The National Catholic Prayer Breakfast -- whose board includes several Catholic advisers to past GOP presidential candidates -- seems to prefer speakers of a certain ideological stripe. Past speakers include President George W. Bush (who gave the keynote address for four straight years), Rick Santorum, Newt Gingrich and U.S. Supreme Court Justice Antonin Scalia. A charter member of the organization's "Founders Circle," Austin Ruse of the Catholic Family & Human Rights Institute, made news earlier this year for saying that "the hard-left, human-hating people that run modern universities should be taken out and shot."
There are good, faithful Catholics in both political parties. Catholics who worship together on Sunday can disagree over public policy on Monday. But when a national Catholic event that attracts leading Republican politicians and Catholic bishops consistently sends a message that being "pro-life" or "pro-family" can be reduced to a narrow agenda that aligns with one political party, that is a problem.
Pope Francis is pushing Catholic leaders to emphasize a broader voice in the public square. "We cannot insist only on issues related to abortion, gay marriage and the use of contraceptive methods," the pope has said bluntly. Francis has highlighted the death of migrants, environmental degradation, growing economic inequality and capital punishment as central pro-life concerns that are never optional for anyone serious about addressing what he calls a "globalization of indifference."

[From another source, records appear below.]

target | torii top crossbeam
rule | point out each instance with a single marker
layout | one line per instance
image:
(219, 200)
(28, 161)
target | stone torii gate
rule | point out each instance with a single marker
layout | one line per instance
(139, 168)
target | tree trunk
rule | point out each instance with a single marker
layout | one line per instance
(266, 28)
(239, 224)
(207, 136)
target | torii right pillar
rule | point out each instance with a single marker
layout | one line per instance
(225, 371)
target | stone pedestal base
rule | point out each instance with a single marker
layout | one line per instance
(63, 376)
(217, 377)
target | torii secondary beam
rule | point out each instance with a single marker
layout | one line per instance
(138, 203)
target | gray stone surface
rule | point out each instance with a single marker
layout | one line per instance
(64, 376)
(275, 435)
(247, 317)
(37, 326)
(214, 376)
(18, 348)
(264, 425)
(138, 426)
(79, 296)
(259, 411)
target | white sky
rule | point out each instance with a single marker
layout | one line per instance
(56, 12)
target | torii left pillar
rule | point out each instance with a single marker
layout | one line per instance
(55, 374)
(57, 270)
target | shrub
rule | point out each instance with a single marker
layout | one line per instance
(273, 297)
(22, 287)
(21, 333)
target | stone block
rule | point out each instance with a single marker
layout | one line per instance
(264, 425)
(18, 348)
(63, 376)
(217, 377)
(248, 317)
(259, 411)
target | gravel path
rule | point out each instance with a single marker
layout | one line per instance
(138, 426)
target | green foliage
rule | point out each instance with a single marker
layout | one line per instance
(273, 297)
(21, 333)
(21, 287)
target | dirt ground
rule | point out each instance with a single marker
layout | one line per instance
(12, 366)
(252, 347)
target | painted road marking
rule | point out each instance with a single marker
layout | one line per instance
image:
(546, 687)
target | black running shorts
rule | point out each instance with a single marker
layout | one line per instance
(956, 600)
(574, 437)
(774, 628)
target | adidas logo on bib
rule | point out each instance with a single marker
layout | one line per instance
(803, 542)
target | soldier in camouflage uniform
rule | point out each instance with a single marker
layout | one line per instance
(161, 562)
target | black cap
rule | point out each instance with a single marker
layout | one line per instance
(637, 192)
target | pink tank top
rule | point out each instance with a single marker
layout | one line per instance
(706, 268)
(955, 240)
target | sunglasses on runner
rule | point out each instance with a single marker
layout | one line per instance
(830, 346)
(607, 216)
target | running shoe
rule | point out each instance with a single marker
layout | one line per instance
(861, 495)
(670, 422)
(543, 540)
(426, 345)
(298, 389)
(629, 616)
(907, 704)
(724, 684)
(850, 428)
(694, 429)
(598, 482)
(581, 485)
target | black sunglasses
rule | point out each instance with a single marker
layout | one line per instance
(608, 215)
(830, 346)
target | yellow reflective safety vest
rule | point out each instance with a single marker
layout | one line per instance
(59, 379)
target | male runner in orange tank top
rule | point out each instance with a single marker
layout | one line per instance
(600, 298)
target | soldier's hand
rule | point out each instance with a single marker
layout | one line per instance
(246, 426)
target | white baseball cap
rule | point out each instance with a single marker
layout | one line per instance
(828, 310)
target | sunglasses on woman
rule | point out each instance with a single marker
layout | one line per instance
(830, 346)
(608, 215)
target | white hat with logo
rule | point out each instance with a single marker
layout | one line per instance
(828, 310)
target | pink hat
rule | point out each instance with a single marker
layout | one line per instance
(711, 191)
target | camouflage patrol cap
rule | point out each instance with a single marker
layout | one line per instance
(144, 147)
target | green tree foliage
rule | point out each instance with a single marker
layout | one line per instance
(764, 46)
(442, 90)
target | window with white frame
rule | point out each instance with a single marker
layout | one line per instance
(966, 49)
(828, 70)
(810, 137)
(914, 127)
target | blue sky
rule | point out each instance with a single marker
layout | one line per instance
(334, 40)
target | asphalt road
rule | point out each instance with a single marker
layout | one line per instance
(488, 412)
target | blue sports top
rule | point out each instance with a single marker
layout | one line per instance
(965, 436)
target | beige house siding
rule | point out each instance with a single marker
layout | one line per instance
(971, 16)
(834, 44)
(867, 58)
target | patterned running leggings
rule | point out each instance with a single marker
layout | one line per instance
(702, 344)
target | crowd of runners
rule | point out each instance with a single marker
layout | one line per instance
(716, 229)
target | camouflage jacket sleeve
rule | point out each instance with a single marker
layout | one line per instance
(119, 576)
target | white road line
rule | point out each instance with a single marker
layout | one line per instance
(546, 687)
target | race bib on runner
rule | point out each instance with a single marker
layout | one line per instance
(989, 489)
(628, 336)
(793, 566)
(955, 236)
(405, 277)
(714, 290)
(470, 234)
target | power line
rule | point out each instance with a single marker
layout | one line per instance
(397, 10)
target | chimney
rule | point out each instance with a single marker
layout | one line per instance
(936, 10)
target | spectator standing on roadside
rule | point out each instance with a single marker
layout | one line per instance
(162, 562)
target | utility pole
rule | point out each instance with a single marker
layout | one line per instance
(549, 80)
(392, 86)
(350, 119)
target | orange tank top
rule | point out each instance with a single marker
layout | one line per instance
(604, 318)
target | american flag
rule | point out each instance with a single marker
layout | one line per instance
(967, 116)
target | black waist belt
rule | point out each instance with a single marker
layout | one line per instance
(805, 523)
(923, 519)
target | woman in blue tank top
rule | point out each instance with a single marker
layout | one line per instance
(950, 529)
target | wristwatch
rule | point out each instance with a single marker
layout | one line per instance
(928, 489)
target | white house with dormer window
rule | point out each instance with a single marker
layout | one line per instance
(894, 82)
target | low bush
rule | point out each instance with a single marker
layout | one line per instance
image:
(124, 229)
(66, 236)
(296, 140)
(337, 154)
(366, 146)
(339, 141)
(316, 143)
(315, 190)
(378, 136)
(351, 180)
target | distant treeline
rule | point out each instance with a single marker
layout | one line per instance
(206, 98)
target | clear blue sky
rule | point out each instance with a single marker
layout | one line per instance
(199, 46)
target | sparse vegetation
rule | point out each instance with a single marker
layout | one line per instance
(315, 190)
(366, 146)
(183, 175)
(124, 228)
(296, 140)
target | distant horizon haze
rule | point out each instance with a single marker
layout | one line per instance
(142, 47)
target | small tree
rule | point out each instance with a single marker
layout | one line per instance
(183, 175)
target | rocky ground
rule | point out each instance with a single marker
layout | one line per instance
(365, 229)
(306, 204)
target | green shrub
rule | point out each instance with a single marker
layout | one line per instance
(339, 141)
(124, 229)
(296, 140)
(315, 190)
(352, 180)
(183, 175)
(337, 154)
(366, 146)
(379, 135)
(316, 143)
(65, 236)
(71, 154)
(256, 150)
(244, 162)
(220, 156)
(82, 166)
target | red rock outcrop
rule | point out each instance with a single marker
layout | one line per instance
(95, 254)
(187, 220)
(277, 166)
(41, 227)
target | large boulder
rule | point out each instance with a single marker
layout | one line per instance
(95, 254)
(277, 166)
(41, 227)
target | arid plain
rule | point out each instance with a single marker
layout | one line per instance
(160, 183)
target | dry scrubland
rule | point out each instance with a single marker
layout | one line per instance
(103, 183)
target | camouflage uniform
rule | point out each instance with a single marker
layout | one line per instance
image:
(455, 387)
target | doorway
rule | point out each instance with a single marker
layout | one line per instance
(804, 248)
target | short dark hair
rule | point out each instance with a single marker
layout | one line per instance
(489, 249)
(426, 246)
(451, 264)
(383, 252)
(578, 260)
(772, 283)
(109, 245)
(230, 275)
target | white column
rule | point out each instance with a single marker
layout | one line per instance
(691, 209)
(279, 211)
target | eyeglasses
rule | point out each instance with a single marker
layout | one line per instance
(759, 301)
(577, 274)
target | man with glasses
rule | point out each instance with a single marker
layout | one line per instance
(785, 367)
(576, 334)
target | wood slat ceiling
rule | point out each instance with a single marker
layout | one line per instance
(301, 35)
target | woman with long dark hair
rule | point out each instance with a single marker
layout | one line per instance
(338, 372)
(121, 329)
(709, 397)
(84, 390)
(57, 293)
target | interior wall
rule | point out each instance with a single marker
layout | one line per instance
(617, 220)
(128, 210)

Catholic Republicans have every right to dress up and pat themselves on the back at fancy events in Washington. So do Catholic Democrats, for that matter. Who wants to stand between a hungry lobbyist and a side of bacon, anyway? Bishops, on the other hand, should push away the free plate and get back to work building that "poor church for the poor" their boss in Rome thinks is central to a job description originally found in the Gospel.